Genitive: Horologii
Abbreviation: Hor
Size ranking: 58th
Origin: The 14 southern constellations of Nicolas Louis de Lacaille
One of the small southern constellations introduced by the Frenchman Nicolas Louis de Lacaille after he mapped the southern stars in 1751–52. Lacaille wrote that the constellation represented a pendulum clock beating seconds, as used for timing his observations. Lacaille introduced it on his first chart in 1756 under the French name l’Horloge, but this was Latinized to Horologium on the second edition of 1763.
The clock was imagined with a fully marked dial and even a seconds-hand, a remarkable feat for an area of sky that contains a sparse scattering of stars no brighter than fourth magnitude. In some representations its brightest star, Alpha Horologii, magnitude 3.9, marks the bob at the end of the clock’s pendulum, as in Bode’s illustration here, while others such as Lacaille himself placed Alpha on one of the driving weights. Horologium lies next to another of Lacaille’s new constellations, now known as Reticulum, which represented the diamond-shaped aperture in the eyepiece of his telescope that he used for observing transits of stars while timing them with the clock.
R. H. Allen, in his 1899 book Star Names, gave the constellation the double-barrelled name Horologium Oscillatorium, but Lacaille never called it that. It is unclear why Allen used the double name, since the original single-word name Horologium was well-established by the end of the 19th century when Allen wrote his book.
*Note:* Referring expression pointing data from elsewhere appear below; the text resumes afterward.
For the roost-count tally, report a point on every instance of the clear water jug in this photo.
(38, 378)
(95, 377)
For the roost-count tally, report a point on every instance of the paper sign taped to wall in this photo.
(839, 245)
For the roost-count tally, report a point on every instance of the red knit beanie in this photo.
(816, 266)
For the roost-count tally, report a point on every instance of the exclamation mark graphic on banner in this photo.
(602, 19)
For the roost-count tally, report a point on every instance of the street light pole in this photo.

© Ian Ridpath. All rights reserved
Horologium, shown as Horologium Pendulum, on Chart XX of Johann Bode’s Uranographia star atlas (1801). Bode showed it with a nine-rod gridiron pendulum, as invented by the English clockmaker John Harrison in 1726. Lacaille’s original depiction was of a much simpler design of the type originally invented by the Dutch scientist Christiaan Huygens in 1656.
Lacaille described the clock as having ‘à pendule & à secondes’, a phrase that is somewhat ambiguous. In French the term ‘à pendule à secondes’ refers to a seconds pendulum, so either the inclusion of the ampersand is a typo or he was referring to the clock having both a pendulum and a seconds hand on its face, as he depicted it on his planisphere.